Un ordre né après Auschwitz meurt sous les bombes de Gaza

 


Un ordre né après Auschwitz meurt sous les bombes de Gaza
 
En 1945, le monde s’est réveillé avec la honte d’avoir laissé faire l’indicible. Des millions de morts, des camps d’extermination, une guerre mondiale dont l’horreur a révélé jusqu’où un État pouvait aller, en toute légalité, en l’absence de règles supérieures à sa souveraineté. De cette nuit, l’humanité a cru tirer une leçon : plus jamais ça.
C’est cette leçon qui a donné naissance au droit international contemporain. À Nuremberg, pour la première fois, des dirigeants ont été jugés pour des crimes « contre l’humanité ». En 1948, l’ONU adoptait la Déclaration universelle des droits de l’homme, et dans la foulée, la Convention pour la prévention et la répression du crime de génocide. L’année suivante, les Conventions de Genève étaient élargies pour encadrer la guerre et protéger les civils. Le message était clair : la souveraineté d’un État ne saurait justifier l’injustice ou la barbarie.
Mais aujourd’hui, cet édifice construit sur les ruines d’Auschwitz s’effondre sous les bombes qui tombent sur Gaza, dans une indifférence qui confine à la complicité.
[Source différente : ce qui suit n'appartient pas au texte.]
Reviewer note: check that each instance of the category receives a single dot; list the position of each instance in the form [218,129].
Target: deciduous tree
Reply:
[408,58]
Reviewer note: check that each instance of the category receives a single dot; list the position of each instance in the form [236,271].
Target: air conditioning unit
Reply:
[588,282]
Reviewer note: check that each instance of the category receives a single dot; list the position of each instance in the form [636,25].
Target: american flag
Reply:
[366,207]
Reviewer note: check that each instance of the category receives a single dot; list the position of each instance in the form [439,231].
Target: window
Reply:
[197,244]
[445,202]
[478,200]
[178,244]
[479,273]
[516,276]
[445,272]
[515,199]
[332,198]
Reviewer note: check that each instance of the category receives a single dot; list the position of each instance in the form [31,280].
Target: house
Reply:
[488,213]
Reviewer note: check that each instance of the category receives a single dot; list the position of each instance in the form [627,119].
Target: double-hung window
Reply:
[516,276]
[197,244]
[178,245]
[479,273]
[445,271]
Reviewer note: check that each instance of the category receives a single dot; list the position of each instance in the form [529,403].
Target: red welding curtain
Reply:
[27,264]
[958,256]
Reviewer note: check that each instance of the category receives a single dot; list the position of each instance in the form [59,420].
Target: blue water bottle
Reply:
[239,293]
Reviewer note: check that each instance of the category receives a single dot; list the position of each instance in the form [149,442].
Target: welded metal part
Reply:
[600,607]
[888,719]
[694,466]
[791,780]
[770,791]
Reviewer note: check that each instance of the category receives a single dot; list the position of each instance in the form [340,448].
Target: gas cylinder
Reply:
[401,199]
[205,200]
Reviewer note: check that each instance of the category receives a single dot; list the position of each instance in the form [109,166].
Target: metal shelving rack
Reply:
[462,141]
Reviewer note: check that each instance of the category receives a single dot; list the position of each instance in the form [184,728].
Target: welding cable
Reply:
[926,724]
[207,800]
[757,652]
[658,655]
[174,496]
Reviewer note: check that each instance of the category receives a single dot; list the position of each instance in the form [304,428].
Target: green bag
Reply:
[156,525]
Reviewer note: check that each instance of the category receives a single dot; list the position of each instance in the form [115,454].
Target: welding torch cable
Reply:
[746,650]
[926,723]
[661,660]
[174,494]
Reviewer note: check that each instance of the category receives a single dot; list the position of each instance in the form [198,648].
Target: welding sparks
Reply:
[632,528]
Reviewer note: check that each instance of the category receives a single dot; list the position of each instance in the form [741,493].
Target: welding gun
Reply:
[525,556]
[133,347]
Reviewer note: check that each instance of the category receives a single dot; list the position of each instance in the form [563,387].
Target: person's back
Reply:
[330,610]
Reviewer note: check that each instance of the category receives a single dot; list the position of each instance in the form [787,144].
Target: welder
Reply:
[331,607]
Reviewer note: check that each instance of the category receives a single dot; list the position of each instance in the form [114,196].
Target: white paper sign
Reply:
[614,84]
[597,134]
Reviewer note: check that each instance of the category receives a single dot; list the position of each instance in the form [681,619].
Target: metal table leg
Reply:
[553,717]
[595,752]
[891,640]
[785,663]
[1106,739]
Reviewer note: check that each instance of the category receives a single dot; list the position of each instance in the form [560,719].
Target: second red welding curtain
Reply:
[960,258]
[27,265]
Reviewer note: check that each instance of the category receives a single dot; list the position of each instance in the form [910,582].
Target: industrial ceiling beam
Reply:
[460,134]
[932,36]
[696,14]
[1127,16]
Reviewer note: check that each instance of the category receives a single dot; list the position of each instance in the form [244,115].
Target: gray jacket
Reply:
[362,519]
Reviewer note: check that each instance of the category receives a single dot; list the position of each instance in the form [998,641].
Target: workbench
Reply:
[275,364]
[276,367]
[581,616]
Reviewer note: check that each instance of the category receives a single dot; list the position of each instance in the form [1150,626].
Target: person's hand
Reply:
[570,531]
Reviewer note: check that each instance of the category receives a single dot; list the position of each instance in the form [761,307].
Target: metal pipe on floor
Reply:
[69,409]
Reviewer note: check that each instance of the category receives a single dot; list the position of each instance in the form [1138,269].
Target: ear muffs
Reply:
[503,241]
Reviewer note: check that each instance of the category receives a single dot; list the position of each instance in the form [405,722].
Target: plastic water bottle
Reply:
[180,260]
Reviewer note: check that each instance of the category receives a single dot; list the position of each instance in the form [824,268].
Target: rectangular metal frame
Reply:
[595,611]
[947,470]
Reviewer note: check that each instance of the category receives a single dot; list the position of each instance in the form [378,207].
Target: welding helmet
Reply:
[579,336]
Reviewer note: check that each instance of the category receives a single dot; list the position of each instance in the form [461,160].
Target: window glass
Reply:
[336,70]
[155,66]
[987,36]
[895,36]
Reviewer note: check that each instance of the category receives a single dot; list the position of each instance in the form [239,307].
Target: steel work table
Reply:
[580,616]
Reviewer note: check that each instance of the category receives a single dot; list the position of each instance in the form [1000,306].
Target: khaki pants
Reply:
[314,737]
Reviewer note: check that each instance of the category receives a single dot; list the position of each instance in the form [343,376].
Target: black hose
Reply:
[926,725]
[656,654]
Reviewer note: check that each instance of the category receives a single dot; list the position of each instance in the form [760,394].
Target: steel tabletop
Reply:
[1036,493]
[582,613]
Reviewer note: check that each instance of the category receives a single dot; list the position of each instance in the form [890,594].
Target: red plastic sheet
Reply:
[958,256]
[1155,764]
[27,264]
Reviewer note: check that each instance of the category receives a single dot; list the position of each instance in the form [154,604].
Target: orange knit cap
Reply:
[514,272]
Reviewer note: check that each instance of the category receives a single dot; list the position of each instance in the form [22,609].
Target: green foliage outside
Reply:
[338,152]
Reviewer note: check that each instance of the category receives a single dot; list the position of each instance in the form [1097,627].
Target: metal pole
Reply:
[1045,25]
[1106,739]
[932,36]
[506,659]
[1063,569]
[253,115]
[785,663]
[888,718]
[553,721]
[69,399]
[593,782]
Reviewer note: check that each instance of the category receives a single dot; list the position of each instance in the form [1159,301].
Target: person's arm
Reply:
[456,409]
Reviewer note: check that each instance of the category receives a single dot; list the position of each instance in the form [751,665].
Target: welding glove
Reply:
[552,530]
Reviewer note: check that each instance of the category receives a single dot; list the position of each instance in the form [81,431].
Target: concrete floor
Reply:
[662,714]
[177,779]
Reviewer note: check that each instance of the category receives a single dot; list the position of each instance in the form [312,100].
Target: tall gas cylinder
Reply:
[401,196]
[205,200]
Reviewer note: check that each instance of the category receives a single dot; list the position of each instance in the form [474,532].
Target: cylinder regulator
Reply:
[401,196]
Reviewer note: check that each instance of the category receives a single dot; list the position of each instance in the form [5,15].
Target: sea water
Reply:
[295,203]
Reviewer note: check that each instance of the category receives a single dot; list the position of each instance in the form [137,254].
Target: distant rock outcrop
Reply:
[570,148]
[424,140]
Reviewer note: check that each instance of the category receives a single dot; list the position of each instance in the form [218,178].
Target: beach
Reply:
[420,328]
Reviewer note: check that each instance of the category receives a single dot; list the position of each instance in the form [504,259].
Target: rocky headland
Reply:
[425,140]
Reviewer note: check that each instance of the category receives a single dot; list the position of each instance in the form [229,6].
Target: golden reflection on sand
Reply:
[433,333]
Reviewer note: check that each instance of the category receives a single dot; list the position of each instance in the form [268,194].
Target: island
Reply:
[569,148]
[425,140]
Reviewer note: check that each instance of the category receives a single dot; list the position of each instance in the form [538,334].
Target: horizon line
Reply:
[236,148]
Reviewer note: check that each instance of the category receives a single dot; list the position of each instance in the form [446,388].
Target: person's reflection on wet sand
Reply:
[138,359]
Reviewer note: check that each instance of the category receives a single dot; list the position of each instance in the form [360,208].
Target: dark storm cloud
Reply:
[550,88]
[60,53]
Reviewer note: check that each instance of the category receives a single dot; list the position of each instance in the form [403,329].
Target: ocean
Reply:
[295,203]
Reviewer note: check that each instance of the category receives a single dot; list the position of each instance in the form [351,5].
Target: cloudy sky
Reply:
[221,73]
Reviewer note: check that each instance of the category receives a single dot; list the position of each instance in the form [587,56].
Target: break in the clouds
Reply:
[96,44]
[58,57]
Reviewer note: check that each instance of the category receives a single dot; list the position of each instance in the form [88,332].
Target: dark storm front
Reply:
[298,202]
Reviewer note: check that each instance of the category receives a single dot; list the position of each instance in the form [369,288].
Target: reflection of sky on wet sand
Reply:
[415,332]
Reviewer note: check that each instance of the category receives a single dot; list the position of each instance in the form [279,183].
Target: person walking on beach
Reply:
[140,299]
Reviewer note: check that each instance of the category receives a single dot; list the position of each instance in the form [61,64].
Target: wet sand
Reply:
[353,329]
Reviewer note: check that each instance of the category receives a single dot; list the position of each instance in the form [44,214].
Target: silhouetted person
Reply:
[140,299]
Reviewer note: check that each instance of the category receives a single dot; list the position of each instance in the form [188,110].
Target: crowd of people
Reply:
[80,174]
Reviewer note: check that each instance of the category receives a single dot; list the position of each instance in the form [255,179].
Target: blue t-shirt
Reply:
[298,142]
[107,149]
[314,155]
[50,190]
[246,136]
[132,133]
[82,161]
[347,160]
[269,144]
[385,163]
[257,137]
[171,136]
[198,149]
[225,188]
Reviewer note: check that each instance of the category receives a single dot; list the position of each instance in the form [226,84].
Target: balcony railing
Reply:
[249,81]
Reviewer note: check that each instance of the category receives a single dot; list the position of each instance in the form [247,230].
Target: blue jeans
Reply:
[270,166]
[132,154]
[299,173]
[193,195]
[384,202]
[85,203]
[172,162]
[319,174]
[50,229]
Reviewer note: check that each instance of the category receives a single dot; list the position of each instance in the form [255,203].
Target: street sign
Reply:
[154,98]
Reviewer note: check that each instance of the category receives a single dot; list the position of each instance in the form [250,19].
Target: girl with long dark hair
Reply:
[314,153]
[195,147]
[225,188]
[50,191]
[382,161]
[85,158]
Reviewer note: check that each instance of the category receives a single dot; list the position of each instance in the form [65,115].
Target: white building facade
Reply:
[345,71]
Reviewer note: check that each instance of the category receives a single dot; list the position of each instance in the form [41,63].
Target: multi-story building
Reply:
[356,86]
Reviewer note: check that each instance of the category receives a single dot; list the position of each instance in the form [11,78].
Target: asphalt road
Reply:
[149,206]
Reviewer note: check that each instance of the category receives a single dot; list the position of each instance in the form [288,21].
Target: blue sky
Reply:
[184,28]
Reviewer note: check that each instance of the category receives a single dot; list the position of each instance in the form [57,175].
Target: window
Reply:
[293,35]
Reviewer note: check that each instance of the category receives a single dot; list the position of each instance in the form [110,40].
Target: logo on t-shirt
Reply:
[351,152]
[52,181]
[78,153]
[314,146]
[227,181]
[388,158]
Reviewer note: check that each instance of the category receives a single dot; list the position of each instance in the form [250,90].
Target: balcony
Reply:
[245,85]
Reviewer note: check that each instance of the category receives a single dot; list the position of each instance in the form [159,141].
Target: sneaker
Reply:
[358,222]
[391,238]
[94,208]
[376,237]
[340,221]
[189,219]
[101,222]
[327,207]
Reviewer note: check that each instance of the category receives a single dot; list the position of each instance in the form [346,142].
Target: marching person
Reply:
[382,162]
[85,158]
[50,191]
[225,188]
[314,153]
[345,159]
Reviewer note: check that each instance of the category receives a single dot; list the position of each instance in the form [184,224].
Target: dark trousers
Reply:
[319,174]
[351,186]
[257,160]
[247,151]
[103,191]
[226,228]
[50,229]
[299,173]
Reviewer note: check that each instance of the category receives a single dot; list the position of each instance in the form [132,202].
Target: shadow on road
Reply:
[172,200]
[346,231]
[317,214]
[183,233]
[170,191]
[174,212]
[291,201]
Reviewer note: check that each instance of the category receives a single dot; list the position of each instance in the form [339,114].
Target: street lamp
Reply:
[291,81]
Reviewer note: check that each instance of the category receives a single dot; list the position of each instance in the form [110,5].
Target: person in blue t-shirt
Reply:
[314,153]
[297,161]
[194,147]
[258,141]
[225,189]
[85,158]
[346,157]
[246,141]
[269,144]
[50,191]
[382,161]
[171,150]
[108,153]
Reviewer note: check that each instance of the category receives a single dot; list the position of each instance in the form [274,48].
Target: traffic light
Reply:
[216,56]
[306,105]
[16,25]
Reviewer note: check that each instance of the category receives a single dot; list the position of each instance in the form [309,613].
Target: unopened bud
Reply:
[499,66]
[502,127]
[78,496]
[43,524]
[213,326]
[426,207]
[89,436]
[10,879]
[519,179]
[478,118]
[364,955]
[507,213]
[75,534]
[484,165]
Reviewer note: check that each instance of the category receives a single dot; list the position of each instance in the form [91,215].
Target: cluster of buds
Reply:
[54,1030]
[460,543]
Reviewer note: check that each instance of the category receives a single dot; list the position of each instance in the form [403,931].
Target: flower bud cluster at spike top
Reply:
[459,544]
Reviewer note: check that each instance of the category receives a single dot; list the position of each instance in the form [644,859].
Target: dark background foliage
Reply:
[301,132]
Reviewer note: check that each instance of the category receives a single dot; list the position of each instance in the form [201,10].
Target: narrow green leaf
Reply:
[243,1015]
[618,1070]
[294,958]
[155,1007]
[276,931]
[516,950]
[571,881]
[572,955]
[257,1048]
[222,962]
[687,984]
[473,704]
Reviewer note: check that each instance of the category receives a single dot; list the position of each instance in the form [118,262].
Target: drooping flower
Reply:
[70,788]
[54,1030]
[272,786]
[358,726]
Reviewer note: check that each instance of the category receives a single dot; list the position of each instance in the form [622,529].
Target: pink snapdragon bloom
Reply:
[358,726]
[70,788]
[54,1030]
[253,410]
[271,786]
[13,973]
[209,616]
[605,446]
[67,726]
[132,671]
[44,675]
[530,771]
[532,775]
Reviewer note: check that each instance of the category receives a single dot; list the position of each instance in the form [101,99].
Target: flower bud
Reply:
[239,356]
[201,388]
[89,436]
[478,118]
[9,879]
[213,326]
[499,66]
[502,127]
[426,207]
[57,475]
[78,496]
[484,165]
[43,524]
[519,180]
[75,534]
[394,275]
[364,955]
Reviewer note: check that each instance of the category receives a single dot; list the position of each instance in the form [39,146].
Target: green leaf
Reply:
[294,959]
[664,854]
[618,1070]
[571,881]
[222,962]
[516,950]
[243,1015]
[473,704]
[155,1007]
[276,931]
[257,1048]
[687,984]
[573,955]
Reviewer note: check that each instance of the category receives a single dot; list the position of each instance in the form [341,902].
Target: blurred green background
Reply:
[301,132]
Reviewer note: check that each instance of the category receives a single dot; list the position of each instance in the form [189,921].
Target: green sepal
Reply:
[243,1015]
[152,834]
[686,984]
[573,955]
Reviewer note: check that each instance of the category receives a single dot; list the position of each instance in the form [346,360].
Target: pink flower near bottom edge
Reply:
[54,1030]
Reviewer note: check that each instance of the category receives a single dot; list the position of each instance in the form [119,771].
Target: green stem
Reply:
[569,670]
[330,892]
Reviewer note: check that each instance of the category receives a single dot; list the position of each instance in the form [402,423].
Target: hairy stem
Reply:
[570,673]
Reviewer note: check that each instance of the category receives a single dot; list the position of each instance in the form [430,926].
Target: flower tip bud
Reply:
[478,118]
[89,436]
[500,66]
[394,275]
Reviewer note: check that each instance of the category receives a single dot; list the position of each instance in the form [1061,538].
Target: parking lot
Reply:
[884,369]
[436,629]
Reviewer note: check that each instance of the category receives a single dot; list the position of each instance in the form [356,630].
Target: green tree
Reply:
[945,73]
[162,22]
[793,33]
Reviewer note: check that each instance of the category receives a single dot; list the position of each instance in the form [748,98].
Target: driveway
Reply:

L’impunité d’un État au-dessus des lois
Israël ne mène pas seulement une guerre contre les Palestiniens. Il mène une guerre contre l’ordre juridique international lui-même. Blocus illégal de Gaza, colonies en Cisjordanie, annexions, frappes indiscriminées sur des zones civiles, destruction d’hôpitaux, famine organisée, crimes documentés par des dizaines d’ONG… Tout cela constitue, en droit, des violations graves, répétées, planifiées.
Et pourtant, aucun embargo. Aucune suspension d’accords. Aucune conséquence. Au contraire, les États-Unis – censés être les garants de l’ordre international qu’ils ont eux-mêmes contribué à créer – protégeront Israël coûte que coûte, y compris contre les institutions qu’ils ont jadis fondées.
Depuis octobre 2023, alors que des milliers d’enfants sont tués, les États-Unis multiplient les vétos au Conseil de sécurité pour bloquer des appels à un simple cessez-le-feu. Lorsque la Cour internationale de Justice évoque un « risque plausible de génocide », Washington se contente de dire qu’il ne partage pas cet avis. Et quand la Cour pénale internationale envisage de lancer des mandats d’arrêt contre des responsables israéliens, les menaces et sanctions pleuvent.
Les bombes américaines, les ruines du droit
Ce n’est pas seulement un drame moral. C’est un précédent historique aux conséquences incalculables. Car le droit international ne vaut que s’il s’applique à tous. La justice internationale n’est pas un instrument diplomatique. Elle est le dernier rempart contre le retour à la loi du plus fort.
En permettant à un État de tuer en masse, d'affamer une population, de s'affranchir de toute enquête, de détruire les institutions internationales qui cherchent à établir la vérité, les puissances occidentales sapent les fondements même de l'ordre qu'elles prétendent défendre.
Aujourd’hui, Israël bombarde Gaza, mais les États-Unis bombardent le droit.
Gaza, miroir inversé de Nuremberg
Ce qui se passe à Gaza est un point de bascule. C’est un moment où l’on voit que le « plus jamais ça » de 1945 peut devenir un mensonge historique. Le même monde qui a jugé des criminels nazis à Nuremberg ferme les yeux sur les crimes de guerre lorsqu’ils sont commis par un allié stratégique.
Comme le rappelle Francesca Albanese, rapporteur spéciale des Nations Unies pour les territoires palestiniens occupés :
« Ce n’est pas le droit international qui a échoué, c’est sa mise en œuvre, entravée par ceux-là mêmes qui prétendent le défendre. »
Le monde n’a pas manqué de lois en 1940. Il manquait de volonté. De courage. D’universalité. Allons-nous recommencer ?
Ce qui meurt à Gaza, ce ne sont pas seulement des vies. C’est l’idée même qu’il existe un droit supérieur à la force.
En détruisant Gaza sous couvert de légitime défense absolue, en contournant les mécanismes de justice internationale, en criminalisant les défenseurs des droits humains, Israël ne détruit pas seulement un territoire. Il contribue à effacer la mémoire même de ce qui a fondé l’ordre mondial après la Seconde Guerre mondiale.
Et tant que l’Occident s’en rendra complice, il en portera, demain, la responsabilité historique.